DNA Paternity Testing
Background and Technical Information

What Are Genes?

The human body consists of trillions of cells. Most of these cells have a nucleus, or center. The nucleus contains genes, the functional units of heredity. The genes are grouped into separate bundles called chromosomes.

There are 46 chromosomes inside every cell in the body. Twenty-three of these chromosomes came from the biological mother and 23 came from the biological father. Chromosomes are named by a letter "D" followed by a number [i.e., chromosome #1 is named D1; and, chromosome #2 is named D2, etc.]. Genes are named by the chromosome number, and by the location that the genes occupy on the chromosome. A DNA Parentage Test report identifies the genes that were analyzed during the process of testing. When the results refer to D2S44, the gene analyzed was on chromosome #2 at locus 44.

The Chemistry of Genes

Twenty-six letters of the alphabet are the basic units of the English language. Words and sentences are formed from these 26 letters. Genes on the other hand are formed from only 4 chemicals, or bases. These bases are named: (1) adenine, (2) cytosine, and (3) guanine and (4) thymine. Like the letters of the alphabet that form sentences, these 4 bases form long gene fragments called deoxyribonucleic acid, abbreviated DNA. The length of the gene fragments can be determined by the number of bases these gene fragments contain. When the gene fragment on a DNA Parentage Test report is 2.34 kilo bases that means the gene fragment consists of 2,340 bases [kilo base = 1,000 bases].

All children have a biological mother and a biological father. For each gene in the child, there is one genetic variant size that came from the father and one genetic variant size that came from the mother.  A DNA Parentage Test determines and examines the genetic variant sizes [i.e. allele sizes] found in the mother, the child and the alleged father.

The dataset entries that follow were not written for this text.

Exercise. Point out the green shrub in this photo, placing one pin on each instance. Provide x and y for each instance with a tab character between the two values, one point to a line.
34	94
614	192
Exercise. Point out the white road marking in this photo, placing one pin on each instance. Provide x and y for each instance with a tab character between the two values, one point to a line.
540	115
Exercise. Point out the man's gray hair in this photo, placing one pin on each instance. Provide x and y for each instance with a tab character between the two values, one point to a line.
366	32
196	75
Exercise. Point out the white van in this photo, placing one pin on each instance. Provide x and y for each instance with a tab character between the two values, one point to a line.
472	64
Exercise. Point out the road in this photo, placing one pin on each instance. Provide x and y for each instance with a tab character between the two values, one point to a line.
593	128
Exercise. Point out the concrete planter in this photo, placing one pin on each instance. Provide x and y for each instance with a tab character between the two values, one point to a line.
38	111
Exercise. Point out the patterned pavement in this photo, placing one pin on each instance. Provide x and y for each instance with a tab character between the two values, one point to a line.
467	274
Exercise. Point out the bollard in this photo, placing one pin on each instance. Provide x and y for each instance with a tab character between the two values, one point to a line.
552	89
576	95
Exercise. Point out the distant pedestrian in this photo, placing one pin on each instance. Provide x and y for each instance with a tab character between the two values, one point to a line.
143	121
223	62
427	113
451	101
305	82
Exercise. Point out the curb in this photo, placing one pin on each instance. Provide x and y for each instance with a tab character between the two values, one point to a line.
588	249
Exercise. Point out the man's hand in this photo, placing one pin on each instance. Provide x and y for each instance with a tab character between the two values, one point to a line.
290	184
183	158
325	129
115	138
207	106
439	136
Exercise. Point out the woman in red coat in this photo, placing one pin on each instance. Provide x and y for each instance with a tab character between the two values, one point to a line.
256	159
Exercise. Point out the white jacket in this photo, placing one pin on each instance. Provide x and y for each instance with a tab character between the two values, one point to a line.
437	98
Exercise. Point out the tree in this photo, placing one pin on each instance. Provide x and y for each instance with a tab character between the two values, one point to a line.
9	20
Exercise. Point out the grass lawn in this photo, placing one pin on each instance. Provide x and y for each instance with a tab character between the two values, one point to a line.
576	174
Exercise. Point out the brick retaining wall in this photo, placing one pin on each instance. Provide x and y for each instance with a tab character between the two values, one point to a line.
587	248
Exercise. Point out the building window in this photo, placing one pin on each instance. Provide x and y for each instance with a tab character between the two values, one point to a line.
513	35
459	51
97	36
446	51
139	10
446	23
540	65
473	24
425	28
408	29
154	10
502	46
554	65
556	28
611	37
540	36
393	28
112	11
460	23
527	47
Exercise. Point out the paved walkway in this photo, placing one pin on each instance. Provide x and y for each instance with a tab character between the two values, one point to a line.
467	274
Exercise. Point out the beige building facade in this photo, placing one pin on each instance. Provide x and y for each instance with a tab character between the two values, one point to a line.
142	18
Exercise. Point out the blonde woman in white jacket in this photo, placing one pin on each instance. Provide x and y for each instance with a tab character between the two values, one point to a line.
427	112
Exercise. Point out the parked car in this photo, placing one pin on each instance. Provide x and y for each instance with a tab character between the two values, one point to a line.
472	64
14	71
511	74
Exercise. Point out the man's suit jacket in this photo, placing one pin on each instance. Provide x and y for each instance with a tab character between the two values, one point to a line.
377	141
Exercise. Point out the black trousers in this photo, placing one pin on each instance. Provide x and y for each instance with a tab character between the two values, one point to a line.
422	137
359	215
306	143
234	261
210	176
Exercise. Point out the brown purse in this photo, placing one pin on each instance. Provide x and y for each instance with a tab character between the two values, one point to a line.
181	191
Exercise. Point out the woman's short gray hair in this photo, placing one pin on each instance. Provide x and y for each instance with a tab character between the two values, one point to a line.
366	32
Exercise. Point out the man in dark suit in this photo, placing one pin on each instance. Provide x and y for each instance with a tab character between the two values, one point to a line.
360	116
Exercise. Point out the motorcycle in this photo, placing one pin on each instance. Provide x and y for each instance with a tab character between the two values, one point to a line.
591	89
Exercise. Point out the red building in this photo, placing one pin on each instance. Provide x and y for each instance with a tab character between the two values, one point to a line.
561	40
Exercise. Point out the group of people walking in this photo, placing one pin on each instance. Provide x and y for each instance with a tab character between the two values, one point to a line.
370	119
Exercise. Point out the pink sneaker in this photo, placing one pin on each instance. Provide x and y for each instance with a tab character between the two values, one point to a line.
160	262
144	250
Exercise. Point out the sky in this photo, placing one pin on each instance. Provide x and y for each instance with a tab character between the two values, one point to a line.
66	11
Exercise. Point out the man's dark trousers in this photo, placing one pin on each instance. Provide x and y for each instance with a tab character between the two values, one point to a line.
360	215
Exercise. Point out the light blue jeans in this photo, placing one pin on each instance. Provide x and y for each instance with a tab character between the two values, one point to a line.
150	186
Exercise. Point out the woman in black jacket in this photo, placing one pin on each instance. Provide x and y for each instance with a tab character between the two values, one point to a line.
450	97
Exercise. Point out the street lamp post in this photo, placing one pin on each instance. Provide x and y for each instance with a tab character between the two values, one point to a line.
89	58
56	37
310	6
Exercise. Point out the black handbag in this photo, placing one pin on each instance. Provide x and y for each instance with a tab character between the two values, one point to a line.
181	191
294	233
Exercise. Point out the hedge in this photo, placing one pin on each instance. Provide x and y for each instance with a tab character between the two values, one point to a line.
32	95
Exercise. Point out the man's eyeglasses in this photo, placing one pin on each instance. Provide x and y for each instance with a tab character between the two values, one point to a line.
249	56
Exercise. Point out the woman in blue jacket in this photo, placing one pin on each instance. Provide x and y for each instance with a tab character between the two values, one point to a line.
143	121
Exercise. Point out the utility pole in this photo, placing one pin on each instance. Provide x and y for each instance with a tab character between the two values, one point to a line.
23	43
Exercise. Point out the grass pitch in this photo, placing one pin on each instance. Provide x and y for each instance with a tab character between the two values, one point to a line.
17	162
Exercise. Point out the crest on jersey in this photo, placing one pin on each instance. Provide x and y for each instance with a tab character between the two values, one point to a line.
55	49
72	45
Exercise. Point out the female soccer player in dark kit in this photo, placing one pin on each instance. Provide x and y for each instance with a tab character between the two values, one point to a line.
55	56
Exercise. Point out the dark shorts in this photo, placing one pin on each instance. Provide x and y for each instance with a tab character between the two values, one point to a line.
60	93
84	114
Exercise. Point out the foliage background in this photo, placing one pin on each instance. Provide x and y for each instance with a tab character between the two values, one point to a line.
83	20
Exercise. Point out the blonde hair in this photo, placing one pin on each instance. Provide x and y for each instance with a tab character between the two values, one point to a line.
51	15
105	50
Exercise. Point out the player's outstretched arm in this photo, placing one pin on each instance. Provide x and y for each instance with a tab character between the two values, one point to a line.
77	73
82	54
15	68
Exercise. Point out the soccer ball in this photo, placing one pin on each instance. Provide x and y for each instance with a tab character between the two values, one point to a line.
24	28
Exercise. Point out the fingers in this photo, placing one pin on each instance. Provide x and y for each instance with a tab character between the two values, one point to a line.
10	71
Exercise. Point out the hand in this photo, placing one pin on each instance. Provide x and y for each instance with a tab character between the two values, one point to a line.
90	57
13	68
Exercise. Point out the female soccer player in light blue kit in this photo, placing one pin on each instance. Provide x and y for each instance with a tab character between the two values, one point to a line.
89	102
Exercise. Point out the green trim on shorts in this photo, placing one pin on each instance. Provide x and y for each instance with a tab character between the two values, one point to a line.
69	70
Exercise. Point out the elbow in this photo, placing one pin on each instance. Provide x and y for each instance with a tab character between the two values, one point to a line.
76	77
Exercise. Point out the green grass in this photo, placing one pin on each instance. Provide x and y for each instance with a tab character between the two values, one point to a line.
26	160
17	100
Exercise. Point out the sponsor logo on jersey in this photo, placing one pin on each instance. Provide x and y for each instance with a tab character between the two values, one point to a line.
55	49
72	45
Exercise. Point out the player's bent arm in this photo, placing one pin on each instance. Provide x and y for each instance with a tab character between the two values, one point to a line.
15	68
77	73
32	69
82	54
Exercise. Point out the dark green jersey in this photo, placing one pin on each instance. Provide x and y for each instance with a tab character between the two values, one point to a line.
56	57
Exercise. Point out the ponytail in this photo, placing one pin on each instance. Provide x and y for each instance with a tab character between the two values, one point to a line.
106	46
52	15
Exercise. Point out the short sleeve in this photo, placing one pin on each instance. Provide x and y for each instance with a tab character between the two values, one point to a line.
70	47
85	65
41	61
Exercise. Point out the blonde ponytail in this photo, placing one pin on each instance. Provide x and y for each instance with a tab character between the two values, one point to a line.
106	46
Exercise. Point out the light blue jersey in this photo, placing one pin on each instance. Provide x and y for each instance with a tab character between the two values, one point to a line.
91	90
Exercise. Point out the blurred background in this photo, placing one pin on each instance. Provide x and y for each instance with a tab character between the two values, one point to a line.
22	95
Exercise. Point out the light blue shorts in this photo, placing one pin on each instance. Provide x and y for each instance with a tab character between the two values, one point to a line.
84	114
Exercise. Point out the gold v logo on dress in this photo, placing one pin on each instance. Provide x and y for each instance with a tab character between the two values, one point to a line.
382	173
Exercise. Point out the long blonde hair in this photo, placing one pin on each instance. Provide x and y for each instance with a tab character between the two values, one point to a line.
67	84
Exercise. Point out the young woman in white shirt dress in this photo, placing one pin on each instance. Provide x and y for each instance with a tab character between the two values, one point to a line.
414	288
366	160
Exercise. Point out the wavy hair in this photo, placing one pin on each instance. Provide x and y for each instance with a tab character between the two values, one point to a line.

In the sample report shown below, the upper gene fragment in the child (3.76-kb size) matches the upper gene fragment size of the mother. The child received the lower gene fragment (1.46-kb size) from his/her biological father.

The alleged father #1 has gene fragment sizes different from those found in the child. Therefore, the alleged father #1 cannot be the child's biological father. The alleged father #2 has the same gene size fragment as that found in the child (i.e., 1.46 KB). He could be the child's biological father. The probability that he is the child's biological father depends on the frequency with which this gene fragment is found in the male population. The fewer men who have this gene fragment size, the greater probability that the tested man is the biological father of the child.

This process is repeated several times and each time a different gene is analyzed. The accuracy of the DNA test results depends on the extent of the DNA Testing process. With sufficient testing, DNA technology provides an extremely powerful method of discriminating between fathers and non-fathers.